The contact tracing approach can be useful and effective by actively involving the population in the fight against Covid-19 on a voluntary basis. However, this effectiveness presupposes compliance with a certain number of ethical and legal conditions:

– The chosen application must imperatively respect the European regulation, the GDPR and the CNIL recommendations.

– The tracing effectiveness  will depend to a large extent on the acceptance and confident adherence of the population to this intrusive approach. The usefulness of the system will largely depend on the level of participation. A broad communication must be disseminated, with an accurate, factual information, understandable by all and fair (with particular reference to the experiences of other countries). This application should not be imposed in any way, particularly by employers.

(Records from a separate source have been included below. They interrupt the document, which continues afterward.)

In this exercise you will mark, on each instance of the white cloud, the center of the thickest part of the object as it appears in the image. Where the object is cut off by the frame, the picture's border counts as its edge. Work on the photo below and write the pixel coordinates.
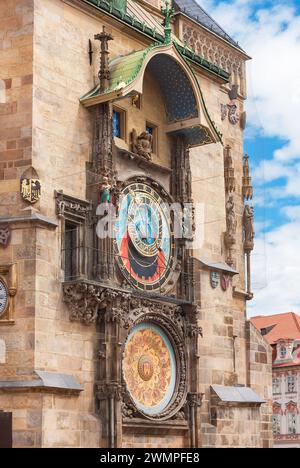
(272, 38)
(276, 269)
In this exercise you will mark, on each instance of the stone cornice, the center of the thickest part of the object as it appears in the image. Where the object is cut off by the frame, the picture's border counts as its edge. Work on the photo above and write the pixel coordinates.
(36, 218)
(46, 382)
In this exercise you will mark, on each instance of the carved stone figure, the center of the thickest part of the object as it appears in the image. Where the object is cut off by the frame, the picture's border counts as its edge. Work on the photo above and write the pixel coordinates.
(105, 191)
(231, 218)
(248, 222)
(247, 180)
(224, 111)
(142, 144)
(233, 114)
(4, 235)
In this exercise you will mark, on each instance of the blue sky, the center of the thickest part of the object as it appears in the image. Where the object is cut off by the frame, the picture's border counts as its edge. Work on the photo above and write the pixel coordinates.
(270, 32)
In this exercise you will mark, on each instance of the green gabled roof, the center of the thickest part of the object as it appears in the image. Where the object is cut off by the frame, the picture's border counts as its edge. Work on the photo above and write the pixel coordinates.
(123, 71)
(137, 18)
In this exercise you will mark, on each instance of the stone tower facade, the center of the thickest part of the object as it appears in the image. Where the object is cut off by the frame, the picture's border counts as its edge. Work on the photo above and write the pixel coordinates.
(137, 338)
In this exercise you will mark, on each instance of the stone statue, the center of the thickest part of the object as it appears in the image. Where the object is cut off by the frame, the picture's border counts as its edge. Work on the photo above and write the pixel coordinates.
(248, 222)
(230, 218)
(105, 191)
(142, 145)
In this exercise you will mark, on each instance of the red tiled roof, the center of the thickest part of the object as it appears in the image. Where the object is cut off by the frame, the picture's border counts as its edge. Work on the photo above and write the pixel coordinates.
(285, 326)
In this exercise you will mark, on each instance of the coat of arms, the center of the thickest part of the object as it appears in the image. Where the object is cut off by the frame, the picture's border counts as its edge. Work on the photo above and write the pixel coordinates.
(4, 235)
(31, 190)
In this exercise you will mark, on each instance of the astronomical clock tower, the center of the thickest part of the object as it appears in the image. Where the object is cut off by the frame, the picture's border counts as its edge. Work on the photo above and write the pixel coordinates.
(133, 230)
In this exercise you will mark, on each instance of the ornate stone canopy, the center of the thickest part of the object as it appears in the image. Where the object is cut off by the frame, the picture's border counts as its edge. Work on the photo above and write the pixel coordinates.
(187, 114)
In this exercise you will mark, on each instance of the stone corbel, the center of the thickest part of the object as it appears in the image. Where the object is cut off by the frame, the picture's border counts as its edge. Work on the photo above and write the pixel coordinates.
(84, 300)
(67, 206)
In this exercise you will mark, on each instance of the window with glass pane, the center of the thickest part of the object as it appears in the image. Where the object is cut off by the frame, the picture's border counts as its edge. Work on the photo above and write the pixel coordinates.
(292, 423)
(71, 233)
(283, 352)
(276, 424)
(276, 386)
(291, 384)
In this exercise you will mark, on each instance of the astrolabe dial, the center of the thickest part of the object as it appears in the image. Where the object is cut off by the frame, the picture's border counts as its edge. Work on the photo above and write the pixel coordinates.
(144, 239)
(3, 297)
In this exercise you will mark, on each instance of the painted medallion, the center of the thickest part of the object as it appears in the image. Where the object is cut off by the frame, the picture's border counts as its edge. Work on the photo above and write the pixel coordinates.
(149, 368)
(144, 240)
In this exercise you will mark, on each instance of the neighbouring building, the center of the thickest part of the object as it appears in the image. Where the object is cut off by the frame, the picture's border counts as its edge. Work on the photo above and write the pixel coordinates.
(133, 333)
(282, 332)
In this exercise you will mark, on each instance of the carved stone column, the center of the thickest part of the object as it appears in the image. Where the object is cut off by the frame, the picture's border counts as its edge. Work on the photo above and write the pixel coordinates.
(181, 185)
(100, 172)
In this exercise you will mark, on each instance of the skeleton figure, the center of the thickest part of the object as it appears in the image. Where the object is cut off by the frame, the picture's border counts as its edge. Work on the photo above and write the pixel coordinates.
(142, 145)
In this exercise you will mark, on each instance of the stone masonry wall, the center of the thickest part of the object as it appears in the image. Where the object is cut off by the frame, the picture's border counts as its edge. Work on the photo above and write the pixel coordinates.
(16, 46)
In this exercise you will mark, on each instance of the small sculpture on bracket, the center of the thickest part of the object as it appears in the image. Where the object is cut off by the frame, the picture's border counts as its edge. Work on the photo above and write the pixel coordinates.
(231, 223)
(105, 195)
(231, 109)
(142, 144)
(248, 223)
(247, 180)
(5, 234)
(231, 220)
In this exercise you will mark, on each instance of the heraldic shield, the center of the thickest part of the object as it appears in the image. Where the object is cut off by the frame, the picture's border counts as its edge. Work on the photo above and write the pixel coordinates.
(30, 186)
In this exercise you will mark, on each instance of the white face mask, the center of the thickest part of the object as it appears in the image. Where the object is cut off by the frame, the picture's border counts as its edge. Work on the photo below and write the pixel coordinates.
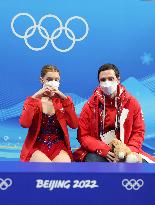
(53, 83)
(109, 87)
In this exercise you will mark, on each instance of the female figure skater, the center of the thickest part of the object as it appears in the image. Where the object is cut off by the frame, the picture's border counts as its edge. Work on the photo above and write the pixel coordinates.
(47, 114)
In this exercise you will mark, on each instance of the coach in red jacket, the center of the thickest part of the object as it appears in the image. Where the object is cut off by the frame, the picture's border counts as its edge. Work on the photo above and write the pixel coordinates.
(110, 112)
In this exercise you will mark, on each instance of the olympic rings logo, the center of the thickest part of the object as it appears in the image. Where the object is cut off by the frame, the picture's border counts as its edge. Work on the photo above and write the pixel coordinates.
(44, 33)
(132, 184)
(5, 184)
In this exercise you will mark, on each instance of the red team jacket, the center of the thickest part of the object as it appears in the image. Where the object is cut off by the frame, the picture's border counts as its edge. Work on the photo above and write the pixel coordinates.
(88, 129)
(32, 116)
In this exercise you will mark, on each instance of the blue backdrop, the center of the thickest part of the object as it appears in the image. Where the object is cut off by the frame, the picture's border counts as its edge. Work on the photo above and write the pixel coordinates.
(78, 39)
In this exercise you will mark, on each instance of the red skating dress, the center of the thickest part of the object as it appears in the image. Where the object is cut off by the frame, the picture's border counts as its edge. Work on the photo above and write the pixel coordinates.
(50, 140)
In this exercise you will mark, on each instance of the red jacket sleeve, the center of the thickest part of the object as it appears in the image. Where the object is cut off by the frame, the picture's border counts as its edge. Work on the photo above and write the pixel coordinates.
(29, 109)
(138, 129)
(90, 143)
(70, 114)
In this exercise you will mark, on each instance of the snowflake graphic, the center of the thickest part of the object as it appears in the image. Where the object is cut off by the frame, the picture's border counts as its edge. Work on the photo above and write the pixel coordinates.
(146, 58)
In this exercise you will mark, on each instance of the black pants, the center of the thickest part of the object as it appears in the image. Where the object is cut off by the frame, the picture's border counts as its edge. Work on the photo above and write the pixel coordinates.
(92, 157)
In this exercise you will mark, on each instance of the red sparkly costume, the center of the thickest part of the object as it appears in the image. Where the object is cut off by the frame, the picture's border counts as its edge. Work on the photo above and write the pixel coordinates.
(47, 134)
(50, 140)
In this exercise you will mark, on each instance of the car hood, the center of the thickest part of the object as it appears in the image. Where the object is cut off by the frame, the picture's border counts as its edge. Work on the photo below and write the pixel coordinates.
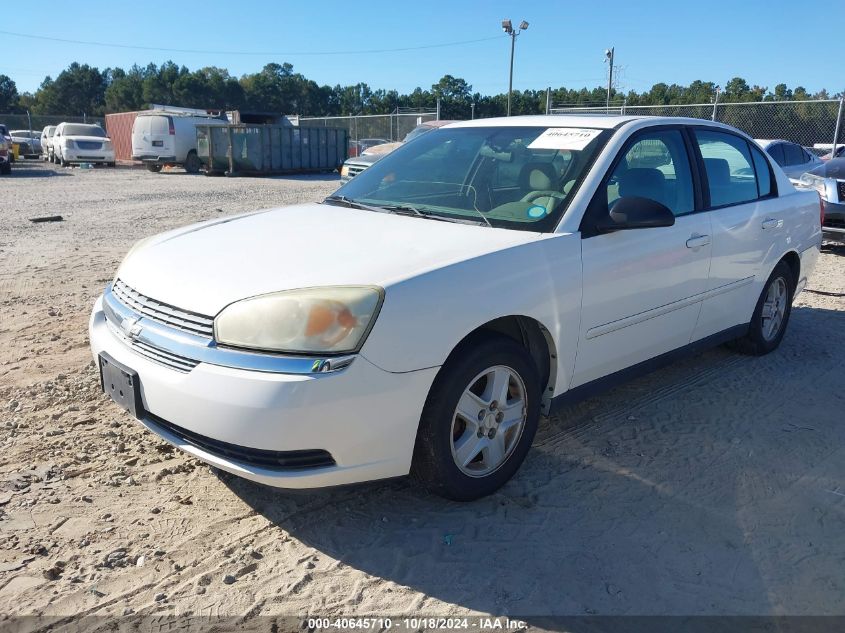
(205, 267)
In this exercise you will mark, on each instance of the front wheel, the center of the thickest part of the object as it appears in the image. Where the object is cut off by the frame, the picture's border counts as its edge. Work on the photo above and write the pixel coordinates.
(479, 419)
(771, 315)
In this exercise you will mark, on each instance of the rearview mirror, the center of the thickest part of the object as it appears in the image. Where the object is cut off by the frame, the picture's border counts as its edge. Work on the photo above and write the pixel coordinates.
(633, 212)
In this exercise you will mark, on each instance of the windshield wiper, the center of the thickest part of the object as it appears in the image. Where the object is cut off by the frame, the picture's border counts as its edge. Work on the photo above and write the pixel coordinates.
(403, 209)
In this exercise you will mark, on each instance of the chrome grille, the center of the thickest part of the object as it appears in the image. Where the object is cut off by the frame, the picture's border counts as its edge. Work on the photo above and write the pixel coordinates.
(172, 316)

– Biases will appear in the representativeness of the data collected: (1) a large part of the population does not have a smartphone; (2) another part will refuse to subscribe to its use; (3) there are many white areas, thus a territorial inequality. Finally, the four main operators must be mandatorily involved in the tracing process.

– The informed consent of individuals, confidentiality and preservation of privacy must be ensured, by sticking to the only data essential to the objective, ruling out any other irrelevant information. It is also necessary to guarantee, on the one hand, the short-term destruction of data throughout the epidemic, which may be prolonged, and, on the other hand, the freedom of choice for individuals to initiate or stop the tracing connection at any time.

– The very simple ergonomics of tracing must be adapted to vulnerable, elderly, isolated and precarious people, in order to avoid the digital divide, a source of segregation and inequity. Assistance by volunteers or professionals must be envisaged to enable some people to adhere to tracing in full understanding.

– Responsibilities that could concern damage suffered by a contamination or exposure related to a false negative of the test or the display of its result, or to a defective or inoperative technical transmission because in an area not covered by the operators, must be settled as well as possible. If such incidents occur, and in order to allow the widest possible public acceptance of the system, an automatic compensation mechanism should be provided for, through national solidarity and the Oniam (National Office for Compensation of Medical Accidents).

The Academy gives a favourable opinion on the use of Smartphones for monitoring deconfinement, suggesting that there should be an evaluation of its use after one and two months, with points on the results, and that the authorisation of this application should be provisional with a deadline to avoid any perpetuation of a system.